[FEAT EXTRACTION] Reproducibility of GLSZM features

AIM-Harvard / pyradiomics

Open-source python package for the extraction of Radiomics features from 2D and 3D images and binary masks. Support: https://discourse.slicer.org/c/community/radiomics

http://pyradiomics.readthedocs.io/

BSD 3-Clause "New" or "Revised" License

1.11k stars 485 forks source link

[FEAT EXTRACTION] Reproducibility of GLSZM features #792

Open asmaharry opened 1 year ago

asmaharry commented 1 year ago

We observed the differences in GLSZM features in two files, File1 contains the features that were extracted 6 months ago. File2 contains recently extracted features. Both File1 and File2 are generated on the same system. When I compared File1 with File2, the maximum error is 6digit number.

Then I restart my system and extract features for File2. Then I noticed that now the maximum difference between File1 and File 2 is minimum. After restarting the system radiomics features are changed.

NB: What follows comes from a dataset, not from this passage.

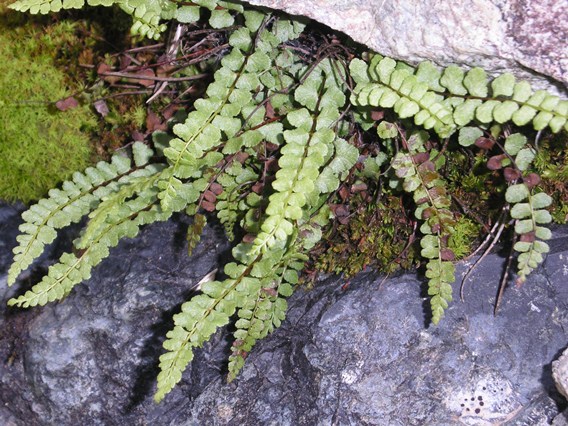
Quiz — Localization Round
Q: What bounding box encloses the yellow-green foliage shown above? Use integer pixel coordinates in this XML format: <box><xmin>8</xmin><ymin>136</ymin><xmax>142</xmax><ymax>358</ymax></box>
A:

Anyone noticed the same problem or have any idea what is happening here? Why I am not able to reproduce the texture features for the same dataset? @JoostJM

Thanks.

JoostJM commented 1 year ago

On what system are the files generated? How do you compare? Is there a difference in PyRadiomics versions? Pyradiomics includes many tests that prevent any change in calculated feature output from occurring accedentally. When feature output changes due to bug-fixes, the baseline is updated. This is logged in the changelog.

In the past I have noticed some users trying to open the output file (csv) using Excel in the wrong region setting (output culture in PyRadiomics is en-US, with "." being the decimal symbol. When opening in excel using "," as decimal symbol, the value get's transformed to a large integer). Is it possible this occurred in your case?

asmaharry commented 1 year ago

Thank you for the response. I am using Ubuntu system, and extract the features using the same versions of softwares(pyradiomics), Extracted features are saved in a csv format (new_X_df is dataframe that contains features ) csv_filename = os.path.join(PathToCSVs, filename) new_X_df.to_csv(csv_filename, index=False)

then reading it like this data = pd.read_csv(filepath) X1 = data.to_numpy() then compare the two numpy arrays (X1 and X2)

Please elaborate if you feel any problem here. I also observed that the features that cause this problem are wavelet-based features. Many thanks.

JoostJM commented 1 year ago

The part where you go to csv, then back means your values are converted to strings and therefore subject to current culture. I suspect your error is occurring there. What happens if you save and load using pickle?